Ja, ich weiß des auch nich so recht :-( ...hab mit meinem Lehrer noch nix genaues besprochen. Ich will aber schon, einfach so zum Vergleich, ein paar Vorspänne analysieren. Daher bin ich für jede Hilfe dankbar . Welche schlägst denn so vor?

mfg 
Jojo


----------



## axn (8. August 2006)

Wenn ich jetzt in meine noch nicht vorhandene Sammlung schauen könnte...
Man kann Vorspänners in verschiedene Gruppen teilen. Da gibt es z.B. die Unterscheidung zwischen sozusagen inhaltlosen einfach nur schönen - manche greifen die Optik des gesammten Films auf, oder solche die schon beginnen eine Gewschichte zu erzählen. Als Beispiel fällt mir der Vorspann zu Fightclub ein, eine Fahrt durch die Nervenbahnen des Hirns, heraus aus der Kopfhaut mit Schweißperlen, über den Lauf einer Pistole, und in dieser Szene beginnt der Film... Vielleicht fällt mir morgen noch was konkreteres ein. Bin gespannt was die Anderen noch so beitragen. Schönes Thema! Würde mich freuen wenn du uns am Ergebniss teilhaben lässt... 

mfg

axn


----------



## chmee (8. August 2006)

Schöne Arbeiten zB von Pixar:
"Die Unglaublichen" oder "Monster AG"
Beide nehmen sich des grafischen 30-60er Jaher Stils an. (Screwball)
Oder "Rosaroter Panther"

Wie Axn schon aufführte.
1. Klarer Vorspann
2. Einführung mit Vorspann-Elementen
3. Vorgeschichte, in der Climax dann Vorspann.

Hitchcock Filme - Vertigo oder Psycho - Vorwegnahme des Inhalts über grafische Arbeiten
Bond-Filme - eigentlich immer das Gleiche, aber doch Eigen.

http://www.film-vorspann.de/ unter systematik schauen.

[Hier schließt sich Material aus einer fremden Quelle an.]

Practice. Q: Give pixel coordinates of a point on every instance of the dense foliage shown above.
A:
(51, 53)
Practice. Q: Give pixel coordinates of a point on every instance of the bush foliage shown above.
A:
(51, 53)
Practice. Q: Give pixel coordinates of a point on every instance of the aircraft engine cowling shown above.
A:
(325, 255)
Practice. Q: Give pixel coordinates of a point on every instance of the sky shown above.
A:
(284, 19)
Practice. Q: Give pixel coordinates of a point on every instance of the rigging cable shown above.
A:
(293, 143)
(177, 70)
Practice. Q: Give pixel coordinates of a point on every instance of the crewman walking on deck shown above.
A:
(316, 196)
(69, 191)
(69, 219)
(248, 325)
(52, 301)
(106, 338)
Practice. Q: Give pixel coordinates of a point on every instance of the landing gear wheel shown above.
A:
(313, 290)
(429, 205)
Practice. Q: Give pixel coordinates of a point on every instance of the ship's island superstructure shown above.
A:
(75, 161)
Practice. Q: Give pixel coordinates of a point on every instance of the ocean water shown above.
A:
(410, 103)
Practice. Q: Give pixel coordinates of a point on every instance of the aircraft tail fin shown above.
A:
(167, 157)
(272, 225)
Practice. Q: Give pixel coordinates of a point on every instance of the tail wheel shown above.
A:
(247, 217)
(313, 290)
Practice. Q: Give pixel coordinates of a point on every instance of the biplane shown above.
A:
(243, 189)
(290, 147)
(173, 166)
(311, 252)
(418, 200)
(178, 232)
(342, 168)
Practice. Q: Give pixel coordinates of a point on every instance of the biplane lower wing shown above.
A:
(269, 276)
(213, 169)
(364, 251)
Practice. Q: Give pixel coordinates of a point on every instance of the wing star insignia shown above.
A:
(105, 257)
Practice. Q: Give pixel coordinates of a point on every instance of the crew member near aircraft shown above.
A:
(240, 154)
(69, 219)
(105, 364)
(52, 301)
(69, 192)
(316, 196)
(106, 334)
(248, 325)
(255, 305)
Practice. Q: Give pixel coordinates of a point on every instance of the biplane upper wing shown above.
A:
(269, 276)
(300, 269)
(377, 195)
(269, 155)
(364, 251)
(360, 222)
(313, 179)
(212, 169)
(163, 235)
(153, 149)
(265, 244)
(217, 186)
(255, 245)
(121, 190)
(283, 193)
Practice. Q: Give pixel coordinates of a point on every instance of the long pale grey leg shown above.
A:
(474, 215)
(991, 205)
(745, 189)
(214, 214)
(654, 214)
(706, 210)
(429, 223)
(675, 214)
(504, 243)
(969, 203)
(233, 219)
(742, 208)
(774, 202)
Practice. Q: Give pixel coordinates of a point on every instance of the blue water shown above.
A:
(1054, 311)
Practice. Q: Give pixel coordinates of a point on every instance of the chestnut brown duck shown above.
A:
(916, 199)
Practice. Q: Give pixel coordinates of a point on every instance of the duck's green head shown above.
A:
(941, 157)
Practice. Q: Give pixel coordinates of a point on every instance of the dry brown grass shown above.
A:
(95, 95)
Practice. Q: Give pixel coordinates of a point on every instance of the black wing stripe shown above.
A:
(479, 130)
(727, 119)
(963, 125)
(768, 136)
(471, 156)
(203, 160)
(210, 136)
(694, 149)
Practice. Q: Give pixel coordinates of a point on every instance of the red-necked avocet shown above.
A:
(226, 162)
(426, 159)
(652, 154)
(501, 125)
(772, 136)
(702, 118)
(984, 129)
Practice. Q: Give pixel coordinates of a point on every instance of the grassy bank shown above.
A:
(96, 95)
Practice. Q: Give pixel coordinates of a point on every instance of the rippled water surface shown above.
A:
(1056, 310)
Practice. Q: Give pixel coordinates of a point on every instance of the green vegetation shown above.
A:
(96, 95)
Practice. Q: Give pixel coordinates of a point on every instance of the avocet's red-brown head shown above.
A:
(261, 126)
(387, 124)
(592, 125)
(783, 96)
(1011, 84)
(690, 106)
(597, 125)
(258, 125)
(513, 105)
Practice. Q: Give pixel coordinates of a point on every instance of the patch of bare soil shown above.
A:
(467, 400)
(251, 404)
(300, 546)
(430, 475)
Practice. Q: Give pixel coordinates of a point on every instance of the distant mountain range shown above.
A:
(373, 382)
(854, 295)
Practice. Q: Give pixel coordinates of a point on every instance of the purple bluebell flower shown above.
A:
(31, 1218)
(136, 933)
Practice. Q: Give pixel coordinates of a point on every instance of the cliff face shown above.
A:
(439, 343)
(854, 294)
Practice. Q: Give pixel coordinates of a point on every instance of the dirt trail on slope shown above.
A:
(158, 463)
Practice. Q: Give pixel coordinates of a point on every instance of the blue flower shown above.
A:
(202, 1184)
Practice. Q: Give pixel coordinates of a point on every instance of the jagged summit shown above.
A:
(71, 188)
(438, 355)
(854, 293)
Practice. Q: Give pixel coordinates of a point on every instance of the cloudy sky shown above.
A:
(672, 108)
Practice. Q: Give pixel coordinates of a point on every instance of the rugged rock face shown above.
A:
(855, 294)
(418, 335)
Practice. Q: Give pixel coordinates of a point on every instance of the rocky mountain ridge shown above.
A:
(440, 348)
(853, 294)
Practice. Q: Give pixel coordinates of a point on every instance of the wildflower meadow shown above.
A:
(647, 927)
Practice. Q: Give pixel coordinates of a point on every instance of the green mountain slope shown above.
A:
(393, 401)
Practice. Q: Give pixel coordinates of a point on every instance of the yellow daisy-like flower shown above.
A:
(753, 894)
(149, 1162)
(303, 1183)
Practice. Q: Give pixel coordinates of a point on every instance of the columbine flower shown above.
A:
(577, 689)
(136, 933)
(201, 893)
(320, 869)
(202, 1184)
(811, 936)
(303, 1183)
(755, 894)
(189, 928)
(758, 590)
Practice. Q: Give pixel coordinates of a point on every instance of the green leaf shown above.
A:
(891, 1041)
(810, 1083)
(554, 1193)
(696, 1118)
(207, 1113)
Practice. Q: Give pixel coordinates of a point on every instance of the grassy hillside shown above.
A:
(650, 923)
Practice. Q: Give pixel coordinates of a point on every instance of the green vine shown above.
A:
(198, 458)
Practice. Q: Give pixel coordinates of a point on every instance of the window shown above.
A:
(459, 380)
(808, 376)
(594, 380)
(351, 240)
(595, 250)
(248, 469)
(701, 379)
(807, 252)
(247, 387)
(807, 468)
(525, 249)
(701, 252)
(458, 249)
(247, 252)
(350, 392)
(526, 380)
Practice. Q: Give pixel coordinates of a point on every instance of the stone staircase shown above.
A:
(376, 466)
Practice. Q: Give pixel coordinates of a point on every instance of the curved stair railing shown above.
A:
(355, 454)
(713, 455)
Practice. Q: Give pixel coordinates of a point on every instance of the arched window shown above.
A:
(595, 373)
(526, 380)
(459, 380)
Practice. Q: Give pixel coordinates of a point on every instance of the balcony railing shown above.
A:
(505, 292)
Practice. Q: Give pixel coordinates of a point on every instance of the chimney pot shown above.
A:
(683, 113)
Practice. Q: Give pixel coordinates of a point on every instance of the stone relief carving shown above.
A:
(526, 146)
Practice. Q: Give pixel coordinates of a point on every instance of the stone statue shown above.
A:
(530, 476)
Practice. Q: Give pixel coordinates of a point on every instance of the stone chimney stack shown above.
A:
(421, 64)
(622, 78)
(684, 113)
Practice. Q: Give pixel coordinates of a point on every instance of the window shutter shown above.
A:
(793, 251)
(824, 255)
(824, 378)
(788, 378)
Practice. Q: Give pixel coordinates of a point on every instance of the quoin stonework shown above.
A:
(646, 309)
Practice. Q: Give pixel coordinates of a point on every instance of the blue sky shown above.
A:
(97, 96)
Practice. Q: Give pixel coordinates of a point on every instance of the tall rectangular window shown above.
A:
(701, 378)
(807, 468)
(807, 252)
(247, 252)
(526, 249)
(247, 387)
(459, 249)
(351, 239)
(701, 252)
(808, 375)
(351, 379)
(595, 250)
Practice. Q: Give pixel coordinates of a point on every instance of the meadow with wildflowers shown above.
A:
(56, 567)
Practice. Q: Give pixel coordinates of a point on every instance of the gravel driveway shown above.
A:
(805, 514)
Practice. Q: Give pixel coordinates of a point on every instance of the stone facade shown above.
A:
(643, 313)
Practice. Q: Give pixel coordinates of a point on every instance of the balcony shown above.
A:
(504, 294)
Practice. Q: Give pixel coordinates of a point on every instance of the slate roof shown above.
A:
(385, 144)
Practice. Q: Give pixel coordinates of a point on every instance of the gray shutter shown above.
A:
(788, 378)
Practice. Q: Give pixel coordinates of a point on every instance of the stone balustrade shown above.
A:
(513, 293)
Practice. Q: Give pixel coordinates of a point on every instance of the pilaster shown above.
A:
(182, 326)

Um FIlm in seiner Gesamtheit zu verstehen, solltest Du vielleicht noch etwas wie
"James Monaco - Film verstehen" lesen. Sehr interessant, keine Fachidioten-Lektüre.

mfg chmee


----------



## Sneakerin (9. Oktober 2006)

Hallihallo!

Ein bisschen Zeit ist ins Land gegangen und auch meine erste Vorbesprechung zur Facharbeit habe ich bereits hinter mir. Mit Erfolg sozusagen. Höchstwahrscheinlich wird mein Vorspann aus einer Abfolge von dem selben Bild (einer Spiegelwand) bestehen, welches ich in verschiedene Farbtöne einfärb. Dieser Spiegel soll variiert werden, sprich: mal zerbrochen, mal mit Blut (oder ähnlichem) beschmiert etc. . Dazu dudelt ein bisschen verträumt, aber auch verzerrt, von THE FRAY "How to save a live". Tja, klingt alles verwirrend, solls auch. Hoff mal, der Vorspann wird so wie ich ihn mir momentan noch imaginär vorstelle. Drückt mir die Daumen. Ich meld mich, wenns Neues gibt .

PS: Danke nochma für die Ratschläge! Mehr oder weniger haben sie mich wirklich weitergebracht  . Aber ich nehm auch gerne noch welche an (vielleicht auch Gedankenanregungen zwecks "meinem" Vorspann).


----------



## axn (9. Oktober 2006)

Klingt doch gut. Bin gespannt wie du mit dem gespiegelten Element umgehst..


----------



## Flex-Cut (19. Oktober 2006)

Auch ich musste ein Intro als Gruppenprojekt machen. Dabei habe ich mich am Intro von Hinter Gittern Staffel 15 orientiert. Wer die vorherigen Staffeln der Sendung kennt, der weiß das die ersten viel besser waren allerdings war diese Bild in Bild Techinik mir nicht gegeben.
Deswegen bin ich eben auf das BlueBox Ding ausgwichen. Wenn du mal sehen willst: 
http://www.camhunter.croftmanor.de/CumHunter/Bonus/HGprivat.WMV


----------



## Sneakerin (19. Oktober 2006)

Na, der is doch echt gut geworden! Ich mein, klar is die Quali jetz nich atemberaubend - aber der Schnitt richtig gut - find ich (vollkommen laienhaft jetz :-(  )! Und vorallem passend zur Musik. Na, ich hoff einfach mal, dass alles so wird wie ichs mir vorstell *g*...wenn's endlich mal ein Vorab-Produkt geb, hoff ich auf eure fachkundige Kritik.^^

LG


----------



## chmee (11. Juni 2007)

Thread ausgegraben 

http://www.slashcam.de/artikel/Buchkritiken/Das-Buch-zum-Vorspann.html

mfg chmee


----------